The Ministry of Health in collaboration with the United States Agency for International Development will today launch a study designed to measure the health spending, including spending on HIV/AIDS, in St. Vincent and the Grenadines (SVG).

The SVG National Health Accounts study will see participants being drawn from key government agencies, including the Ministry of Health, Wellness and Environment, the Ministry of Finance and Economic Planning, and insurance companies.

The study will be launched with a half day-workshop facilitated by technical staff from the University of West Indies Centre for Health Economics and Abt Associates.

The objectives of the half-day workshop are to define and provide an overview of National Health Accounts; to discuss the main ways that National Health Accounts data can support health financing reforms in SVG; to present the timeline for the National Health Accounts implementation; and to review the important roles that key stakeholders can play to facilitate data collection and analysis.

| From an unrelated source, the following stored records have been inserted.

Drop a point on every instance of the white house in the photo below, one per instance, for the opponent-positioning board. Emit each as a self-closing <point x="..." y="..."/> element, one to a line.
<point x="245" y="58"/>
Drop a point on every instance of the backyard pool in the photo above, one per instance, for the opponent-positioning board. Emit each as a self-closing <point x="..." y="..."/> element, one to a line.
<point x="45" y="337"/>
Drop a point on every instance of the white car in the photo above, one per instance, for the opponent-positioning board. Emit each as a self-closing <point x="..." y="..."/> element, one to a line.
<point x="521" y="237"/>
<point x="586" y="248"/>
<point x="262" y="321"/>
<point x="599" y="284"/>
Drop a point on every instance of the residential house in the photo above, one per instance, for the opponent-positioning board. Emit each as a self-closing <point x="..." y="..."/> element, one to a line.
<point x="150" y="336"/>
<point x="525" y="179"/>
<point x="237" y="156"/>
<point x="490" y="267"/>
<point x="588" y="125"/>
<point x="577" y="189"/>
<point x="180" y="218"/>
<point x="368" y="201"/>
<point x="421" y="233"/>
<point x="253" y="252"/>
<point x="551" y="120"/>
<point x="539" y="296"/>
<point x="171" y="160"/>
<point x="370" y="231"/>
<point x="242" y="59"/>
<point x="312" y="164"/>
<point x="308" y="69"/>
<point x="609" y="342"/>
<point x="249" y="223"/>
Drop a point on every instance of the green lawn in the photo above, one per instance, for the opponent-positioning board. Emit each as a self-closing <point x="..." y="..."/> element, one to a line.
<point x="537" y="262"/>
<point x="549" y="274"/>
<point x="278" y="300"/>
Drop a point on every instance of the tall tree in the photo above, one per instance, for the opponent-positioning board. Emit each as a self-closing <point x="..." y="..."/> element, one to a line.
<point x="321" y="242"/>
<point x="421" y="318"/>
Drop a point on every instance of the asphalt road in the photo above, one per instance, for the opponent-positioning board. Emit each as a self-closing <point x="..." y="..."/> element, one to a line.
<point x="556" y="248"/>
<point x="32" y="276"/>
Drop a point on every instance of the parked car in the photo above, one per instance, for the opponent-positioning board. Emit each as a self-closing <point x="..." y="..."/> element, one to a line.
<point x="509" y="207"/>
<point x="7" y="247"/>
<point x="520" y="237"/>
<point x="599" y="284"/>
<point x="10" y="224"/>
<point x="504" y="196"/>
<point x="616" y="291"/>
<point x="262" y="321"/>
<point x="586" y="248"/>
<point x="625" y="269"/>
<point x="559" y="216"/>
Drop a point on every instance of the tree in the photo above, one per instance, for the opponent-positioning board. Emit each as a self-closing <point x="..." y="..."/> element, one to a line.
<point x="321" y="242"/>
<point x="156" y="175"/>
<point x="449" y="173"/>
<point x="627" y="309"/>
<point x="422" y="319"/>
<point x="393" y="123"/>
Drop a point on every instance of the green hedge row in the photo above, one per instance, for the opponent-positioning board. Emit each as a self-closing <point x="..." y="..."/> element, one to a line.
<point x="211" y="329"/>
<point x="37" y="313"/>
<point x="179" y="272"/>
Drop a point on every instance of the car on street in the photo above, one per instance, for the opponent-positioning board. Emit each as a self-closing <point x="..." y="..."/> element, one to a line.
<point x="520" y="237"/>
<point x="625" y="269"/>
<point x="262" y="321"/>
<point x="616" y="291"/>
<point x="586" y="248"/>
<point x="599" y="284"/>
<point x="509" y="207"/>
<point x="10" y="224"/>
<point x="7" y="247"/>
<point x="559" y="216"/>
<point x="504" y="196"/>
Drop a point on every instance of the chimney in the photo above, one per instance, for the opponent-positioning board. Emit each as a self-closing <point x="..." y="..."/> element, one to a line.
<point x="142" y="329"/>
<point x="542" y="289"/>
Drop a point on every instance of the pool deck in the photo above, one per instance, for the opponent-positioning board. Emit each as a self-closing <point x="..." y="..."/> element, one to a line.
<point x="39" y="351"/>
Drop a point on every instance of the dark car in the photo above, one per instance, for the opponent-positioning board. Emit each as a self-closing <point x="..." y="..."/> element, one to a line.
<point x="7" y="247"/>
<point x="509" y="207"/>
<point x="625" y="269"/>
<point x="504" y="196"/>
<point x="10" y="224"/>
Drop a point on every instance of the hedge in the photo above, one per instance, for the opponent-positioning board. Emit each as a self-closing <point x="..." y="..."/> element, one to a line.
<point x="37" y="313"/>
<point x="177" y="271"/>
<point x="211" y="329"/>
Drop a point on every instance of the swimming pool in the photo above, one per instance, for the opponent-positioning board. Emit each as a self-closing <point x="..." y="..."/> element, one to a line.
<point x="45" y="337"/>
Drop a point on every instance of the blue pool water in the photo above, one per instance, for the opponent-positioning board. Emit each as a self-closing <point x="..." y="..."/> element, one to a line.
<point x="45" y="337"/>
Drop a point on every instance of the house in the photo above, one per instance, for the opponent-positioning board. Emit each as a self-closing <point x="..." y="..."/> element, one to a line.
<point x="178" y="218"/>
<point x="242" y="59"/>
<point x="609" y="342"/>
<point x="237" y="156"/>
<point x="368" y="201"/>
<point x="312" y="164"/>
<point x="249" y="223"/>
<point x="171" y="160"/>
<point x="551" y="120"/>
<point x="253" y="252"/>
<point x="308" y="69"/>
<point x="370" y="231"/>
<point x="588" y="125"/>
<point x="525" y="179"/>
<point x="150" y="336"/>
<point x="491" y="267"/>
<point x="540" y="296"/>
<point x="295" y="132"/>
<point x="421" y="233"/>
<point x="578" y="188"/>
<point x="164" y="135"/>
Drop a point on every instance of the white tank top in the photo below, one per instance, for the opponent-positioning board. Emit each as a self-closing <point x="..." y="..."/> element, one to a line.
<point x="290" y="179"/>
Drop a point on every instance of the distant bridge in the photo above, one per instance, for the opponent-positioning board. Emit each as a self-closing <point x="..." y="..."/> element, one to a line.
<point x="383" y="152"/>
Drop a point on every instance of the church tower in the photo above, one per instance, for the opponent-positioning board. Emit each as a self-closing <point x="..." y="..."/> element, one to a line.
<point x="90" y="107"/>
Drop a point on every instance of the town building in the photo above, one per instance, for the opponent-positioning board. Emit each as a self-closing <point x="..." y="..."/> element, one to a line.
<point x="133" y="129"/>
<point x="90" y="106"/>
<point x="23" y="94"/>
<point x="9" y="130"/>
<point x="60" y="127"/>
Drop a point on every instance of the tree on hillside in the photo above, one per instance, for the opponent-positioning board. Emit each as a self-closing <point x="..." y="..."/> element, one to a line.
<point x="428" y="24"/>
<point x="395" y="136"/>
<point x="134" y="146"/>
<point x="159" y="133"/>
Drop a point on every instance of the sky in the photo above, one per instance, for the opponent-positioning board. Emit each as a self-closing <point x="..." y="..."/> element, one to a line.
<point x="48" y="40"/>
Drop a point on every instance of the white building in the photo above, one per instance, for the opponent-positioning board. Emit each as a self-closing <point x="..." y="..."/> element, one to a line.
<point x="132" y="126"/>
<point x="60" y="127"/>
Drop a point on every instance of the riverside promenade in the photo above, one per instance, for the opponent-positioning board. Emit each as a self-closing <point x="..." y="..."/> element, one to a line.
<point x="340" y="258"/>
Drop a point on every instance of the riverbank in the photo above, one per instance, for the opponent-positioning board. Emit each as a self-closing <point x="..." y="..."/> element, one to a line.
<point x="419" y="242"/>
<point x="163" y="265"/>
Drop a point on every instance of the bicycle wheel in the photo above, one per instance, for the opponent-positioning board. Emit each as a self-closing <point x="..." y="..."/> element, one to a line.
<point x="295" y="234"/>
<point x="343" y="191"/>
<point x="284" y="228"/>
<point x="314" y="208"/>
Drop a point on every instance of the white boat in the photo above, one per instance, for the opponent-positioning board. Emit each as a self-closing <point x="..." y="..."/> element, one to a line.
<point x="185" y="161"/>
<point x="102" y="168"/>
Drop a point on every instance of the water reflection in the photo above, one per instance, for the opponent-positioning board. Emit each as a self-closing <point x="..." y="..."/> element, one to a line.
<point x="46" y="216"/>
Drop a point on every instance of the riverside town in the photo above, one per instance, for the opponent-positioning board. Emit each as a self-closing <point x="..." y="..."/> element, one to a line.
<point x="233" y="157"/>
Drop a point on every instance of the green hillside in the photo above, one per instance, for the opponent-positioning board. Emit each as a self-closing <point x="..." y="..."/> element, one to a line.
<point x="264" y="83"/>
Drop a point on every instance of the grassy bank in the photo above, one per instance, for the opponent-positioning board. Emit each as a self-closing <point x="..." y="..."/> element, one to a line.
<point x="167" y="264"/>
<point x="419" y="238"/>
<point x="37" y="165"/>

The workshop will also seek to outline future expected results and their implications for ongoing and upcoming health financing initiatives in SVG.

One reply on “National Health Accounts study to be conducted in SVG”

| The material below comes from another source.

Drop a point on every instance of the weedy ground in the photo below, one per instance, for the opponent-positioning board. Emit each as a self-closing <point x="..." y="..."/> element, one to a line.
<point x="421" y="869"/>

  1. I have just written this article below in another communication vehicle and thought it will fit very nicely into this National Health scenario.
    Mosquitoes bite through cloths. I was wearing a woolen sock, when I was bitten by a mosquito. Caribbean governments are not serious about fighting mosquito borne disease.
    I agree white clothing keeps them off, but anything black attracts them. They crawl like ants into crevices to escape being killed by insect repellants. I have a feeling they even get through mosquito nets.
    I spent two weeks in hospital about ten years ago when I returned from SVG. I went from the plane right to the hospital. The doctors and nurses never heard about dengue. The next day they came to work and informed me they searched the Internet and found the disease. My African doctor knew about the disease and wondered why he wasn’t called when I was admitted.
    Many hoteliers in the Caribbean believe air-condition rooms prevent tourists from getting bitten. However they forget many tourists spend more time outdoors than indoors. Only Mustique in the Grenadines had control over mosquitoes, some ten years ago. I found this out when I researched the disease ten years ago. Mustique installed a machine that attracts the female mosquito and kills it. The machine can protect half acres of land and is very effective. It’s really up to the people with governments’ help that will eradicate mosquitoes in the Caribbean.